Per la Formula 1 non si tratta però di una novità assoluta. Già negli anni ’90 il Minardi Team aveva dotato la sua M193 di un sistema analogo che viene spiegato dall’ingegnere Gabriele Tredozi, “papà” di numerose monoposto del team faentino. Arrivato alla corte di Gian Carlo Minardi nel 1988 come ingegnere di macchina di Adrian Campos e, successivamente, di Pier Luigi Martini, nel 1997, in seguito alla partenza proprio di Aldo Costa verso la Ferrari, divenne capo progettista della monoposto M198 e Coordinatore tecnico della squadra.

«Bisogna fare una premessa tornando indietro di circa vent’anni. Alla fine del ’92 spopolava una nuova tecnologia, quella delle cosiddette “sospensioni attive”, che aveva la capacità di gestire elettronicamente la sospensione attraverso numerosi parametri come l’altezza da terra, il rollio e beccheggio. Tutto questo non veniva più fatto attraverso un sistema a molle, ma idraulicamente».

«Il sistema era composto da attuatori posti sui puntoni. Il gruppo molla-ammortizzatore – spiega Gabriele Tredozi – riceveva l’olio degli attuatori in pressione tramite una pompa e, attraverso i controllo elettronici, veniva gestita l’altezza da terra del posteriore, anteriore, il beccheggio e il rollio, ottenendo così un beneficio in termini aerodinamici. Tutto questo progetto si può scorporare in due parti: una parte passiva, con l’hardware delle sospensioni idrauliche, e quella attiva, ovvero elettronicamente».

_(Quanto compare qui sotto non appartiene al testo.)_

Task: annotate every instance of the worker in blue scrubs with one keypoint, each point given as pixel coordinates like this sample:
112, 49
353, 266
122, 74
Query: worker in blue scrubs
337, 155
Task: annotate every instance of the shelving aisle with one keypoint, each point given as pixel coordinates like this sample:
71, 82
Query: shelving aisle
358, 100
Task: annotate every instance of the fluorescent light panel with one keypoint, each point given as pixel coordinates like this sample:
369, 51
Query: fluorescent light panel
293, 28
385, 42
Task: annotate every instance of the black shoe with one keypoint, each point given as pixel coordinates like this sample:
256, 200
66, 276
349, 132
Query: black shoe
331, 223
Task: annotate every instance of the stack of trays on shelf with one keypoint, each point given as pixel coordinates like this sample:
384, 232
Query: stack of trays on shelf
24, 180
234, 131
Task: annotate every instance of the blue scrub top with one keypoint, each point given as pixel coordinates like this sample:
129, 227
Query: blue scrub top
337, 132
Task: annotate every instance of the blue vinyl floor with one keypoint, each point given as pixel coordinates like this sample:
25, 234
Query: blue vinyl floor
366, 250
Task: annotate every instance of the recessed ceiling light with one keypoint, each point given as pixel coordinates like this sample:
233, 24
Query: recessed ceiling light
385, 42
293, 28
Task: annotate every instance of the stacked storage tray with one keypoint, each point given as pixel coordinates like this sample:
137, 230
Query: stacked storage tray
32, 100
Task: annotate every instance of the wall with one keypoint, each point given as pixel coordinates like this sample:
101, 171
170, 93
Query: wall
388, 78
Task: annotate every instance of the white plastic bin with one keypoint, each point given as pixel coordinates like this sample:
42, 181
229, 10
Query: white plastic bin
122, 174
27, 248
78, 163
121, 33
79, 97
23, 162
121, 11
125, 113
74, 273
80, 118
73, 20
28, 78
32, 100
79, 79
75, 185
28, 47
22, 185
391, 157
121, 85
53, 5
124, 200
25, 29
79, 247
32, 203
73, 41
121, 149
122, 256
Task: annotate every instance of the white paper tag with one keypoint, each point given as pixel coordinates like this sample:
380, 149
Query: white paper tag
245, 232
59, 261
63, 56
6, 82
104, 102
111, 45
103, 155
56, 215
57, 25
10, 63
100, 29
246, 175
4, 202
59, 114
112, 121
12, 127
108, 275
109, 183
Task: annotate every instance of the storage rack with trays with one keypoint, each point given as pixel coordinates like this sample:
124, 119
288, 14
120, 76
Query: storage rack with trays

«La Minardi M193 era dotata di un sistema idraulico passivo: non c’era una pompa esterna che metteva in pressione e gestiva automaticamente l’altezza da terra, ma era dotata di sospensioni tradizionali mandate in pressione idraulicamente. Lavorava sulle molle comandate da condotti idraulici con il puntone che mandava in pressione il circuito. Questo era il punto di partenza per poi rendere completamente attivo il sistema l’anno successivo. Purtroppo la Fia bandì il sistema e così ci trovammo con una sospensione molto avanzata ma non sfruttabile. Continuammo però ad usarla nel 1994 senza renderla attiva».

Come funzionava il sistema? «L’obiettivo era minimizzare le variazioni di altezza tra anteriore e posteriore in frenata e accelerazione. Per gestire in modo passivo il beccheggio della vettura mettemmo in comunicazione, con un collegamento incrociato (link) l’asse anteriore con il posteriore. In questo modo, quando la vettura in frenata schiacciava l’anteriore, l’attuatore creava un vuoto nel retro, occupato dall’olio dell’attuatore posteriore in modo da far schiacciare a terra anche il posteriore. Così facendo si manteneva inalterata la differenza di altezza. Essendo incrociato dava un aiuto in più in curva: quando il carico maggiore era sulla ruota posteriore esterna, interveniva sulla ruota anteriore interna limitando il rollio. Il medesimo funzionamento, ma opposto, avveniva in accelerazione: il carico si trasferisce dietro facendo alzare l’anteriore. La pressione degli attuatori evitava proprio questo schiacciando il muso a terra. Così facendo si diminuisce il sottosterzo in potenza. Alla fine del 1993 però il collegamento venne vietato. Con la M194 continuammo quindi con le sospensioni idrauliche, ma non più connesse e una parte del beneficio venne quindi perso. Sulle Formula 1 di oggi invece è ricomparso questo link, utilizzando quindi un sistema analogo al nostro di vent’anni fa».

Quali sono i suoi vantaggi? «Il vantaggio è di minimizzare la differenza tra l’altezza anteriore e posteriore in frenata o accelerazione. Avere una macchina molto stabile in frenata vuol dire avere una più alta velocità in ingresso e, di conseguenza, più carico. Inevitabilmente si sfruttano meglio le gomme. Il pneumatico scivola e patina di meno e l’anteriore strappa di meno. E’ certamente un sistema che richiede del tempo per essere messo a punto, che si gioca sui diametri dei tubi», conclude Tredozi.